Consider that the disgraced former president is endorsing far-right candidates who have taken absolutist views on abortion. In Georgia, for example, a spokeswoman for Herschel Walker has declared: “Herschel Walker is strongly pro-life. He will always stand for the unborn and he will support constitutional conservatives for federal judges.” Sen. Marco Rubio (R-Fla.) is on record speaking favorably about the Texas law prohibiting abortions six weeks after a woman’s last period. As Rubio said during a recent interview, ”By the time there’s a beating heart, which is around the six week period, it’s hard to argue that that’s not a human life." Meanwhile, J.D. Vance and Josh Mandel, Ohio Republicans vying to be their state’s most extreme Senate candidates, both support abortion bans even in cases of rape or incest.

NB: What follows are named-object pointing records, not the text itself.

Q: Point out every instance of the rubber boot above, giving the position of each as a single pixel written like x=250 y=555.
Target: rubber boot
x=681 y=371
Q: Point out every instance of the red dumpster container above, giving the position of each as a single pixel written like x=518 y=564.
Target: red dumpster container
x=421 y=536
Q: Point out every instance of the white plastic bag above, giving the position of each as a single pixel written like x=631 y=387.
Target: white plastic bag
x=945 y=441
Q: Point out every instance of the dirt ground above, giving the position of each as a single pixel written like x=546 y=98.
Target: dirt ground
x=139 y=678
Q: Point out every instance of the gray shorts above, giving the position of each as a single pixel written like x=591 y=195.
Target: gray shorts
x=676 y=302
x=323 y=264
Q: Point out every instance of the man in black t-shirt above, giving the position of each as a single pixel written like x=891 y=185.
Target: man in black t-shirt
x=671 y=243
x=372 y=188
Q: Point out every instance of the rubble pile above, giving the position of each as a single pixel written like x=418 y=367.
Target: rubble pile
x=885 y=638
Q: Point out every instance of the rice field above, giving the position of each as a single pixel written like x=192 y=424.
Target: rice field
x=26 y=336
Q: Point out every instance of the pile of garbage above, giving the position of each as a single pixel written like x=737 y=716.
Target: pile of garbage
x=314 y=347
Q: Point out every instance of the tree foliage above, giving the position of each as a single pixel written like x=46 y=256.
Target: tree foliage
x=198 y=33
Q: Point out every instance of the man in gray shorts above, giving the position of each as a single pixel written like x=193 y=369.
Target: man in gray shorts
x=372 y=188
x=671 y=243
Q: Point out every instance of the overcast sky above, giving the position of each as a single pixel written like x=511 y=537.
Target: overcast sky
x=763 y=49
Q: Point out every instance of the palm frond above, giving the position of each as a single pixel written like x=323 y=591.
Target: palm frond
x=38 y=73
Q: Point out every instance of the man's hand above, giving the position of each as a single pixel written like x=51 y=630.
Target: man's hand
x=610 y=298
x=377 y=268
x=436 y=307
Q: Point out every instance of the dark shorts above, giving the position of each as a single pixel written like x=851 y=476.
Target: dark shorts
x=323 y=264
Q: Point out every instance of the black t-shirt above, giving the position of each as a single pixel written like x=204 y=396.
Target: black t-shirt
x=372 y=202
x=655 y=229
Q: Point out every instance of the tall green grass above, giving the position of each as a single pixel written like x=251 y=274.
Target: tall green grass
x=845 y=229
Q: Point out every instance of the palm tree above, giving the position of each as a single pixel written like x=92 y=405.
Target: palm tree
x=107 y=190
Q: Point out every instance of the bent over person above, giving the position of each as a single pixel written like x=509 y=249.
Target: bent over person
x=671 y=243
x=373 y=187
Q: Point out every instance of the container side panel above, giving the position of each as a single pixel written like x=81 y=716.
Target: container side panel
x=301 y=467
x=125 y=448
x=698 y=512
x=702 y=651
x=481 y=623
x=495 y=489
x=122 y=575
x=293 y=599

In the event the Supreme Court gives states leeway to restrict or even ban abortion, antiabortion activists will demand Senate Republicans take the most extreme position possible, such as eliminating rape and incest as valid reasons for abortion and banning the vast majority of abortions that occur after six weeks of pregnancy. That’s a far cry from simply stating that they are “pro-life.”
Governors and state legislators will likewise have to put their MAGA bona fides on the table. Suddenly, this becomes an issue up and down the ballot, posing a problem for Republicans forced into increasingly radical positions.
Suddenly, the group of voters who think abortions should always be legal or legal in most cases will have something serious to rally against. That may well raise the importance of the issue for women who have never lived in an America where safe, legal abortions were not generally available. The extreme, demeaning attitude toward women who would be denied control of their own lives would likely become a campaign issue in and of itself.
The intensity of views on the abortion issue is already shifting. The Post-ABC poll finds that “36 percent support state laws that make it more difficult for abortion clinics to operate, while 58 percent oppose such restrictions, including 45 percent who oppose them ‘strongly.’ ” On the Texas law specifically, 65 percent say it should be struck down. Moreover, “Roughly 8 in 10 women and 7 in 10 men prefer that women and doctors make decisions about abortion rather than being regulated by law.” It is rare to find any issue that draws this much support.
In short, if the Supreme Court seriously erodes federal protections for abortions, Republicans will be on the spot to answer difficult questions: Do you want to criminalize abortion for rape victims? Do you want to prevent doctors and women from making this decision? They will not have the Supreme Court to hide behind — and that may be trouble anywhere outside deep-red locales.